I think I’m supposed to feel my heartstrings being yanked as Juana goes about screaming in the rain that she’s mad after she finds out her mother is dead, and then promptly finds her husband in the arms of another woman, but … Ugh. Philip is, at most, two-dimensional, and Juana is not so much driven mad by love for Philip as she is petty jealousy. She claims she’s mad with passion for Philip, but I just see a lot of screaming and throwing stuff, mutual spousal abuse, and frankly, she seems more like a two-year-old having a meltdown because she can’t have Philip at her beck and call constantly, than a woman who is so madly in love with her husband that she can’t deal with reality.

Also, yeah, the whole “he gets to sleep with whomever he pleases while she has to sit around waiting for him to come to her” sucks, but it’s not exactly a good reason to just flip the switch into full-on psycho abusive behavior, which is basically how this movie portrays her “madness.” Philip gets her pregnant, starts sleeping around, and then all of a sudden Juana is balls-to-the-wall violently abusive. The characters never actually develop any kind of relationship that would make me feel like there’s been a betrayal worthy of losing one’s shit.

juana la loca (2001)

Frankly, the longer the movie dragged on, the more I started sympathizing with Philip. Bitch is cray.

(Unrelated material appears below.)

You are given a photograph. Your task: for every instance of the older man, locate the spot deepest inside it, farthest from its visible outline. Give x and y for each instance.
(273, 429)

So, I asked myself, “Could it get any worse?”

Juana la Loca (2001)

Oh yes. Yes it can

Philip suddenly and inexplicably falls in love with a Moorish prostitute/practicing Satanist who puts a curse on him, for some reason that isn’t fully understood. I think we’re supposed to infer that Philip’s illness is the result of this curse, but to what point and purpose? Aixa, the prostitute, gets a position as one of Juana’s ladies-in-waiting, so cursing him to die is only going to completely undermine her prospects at court. The whole “putting Satan’s curse on Philip” plot line just seems like it was thrown in there to play for cheap xenophobic thrills. In reality, Philip slept with enough women to legitimately die of some horrible sexually transmitted infection, so why put the curse of Satan on him when nature is already going to take care of the philandering jerk for us?

juana la loca (2001)

Aixa does get a pretty dress for about 15 seconds, though.

Ferdinand, Juana’s father, is thrown in mid-way through the film without really any introduction. He informs Philip that he is absolutely 110% down with having Juana declared crazy and locked away forever, and even hints at the idea that Philip can have the marriage annulled, thereby freeing him to marry again (to the Satan-worshiping Moorish prostitute? I guess anyone is better than crazy-pants Juana).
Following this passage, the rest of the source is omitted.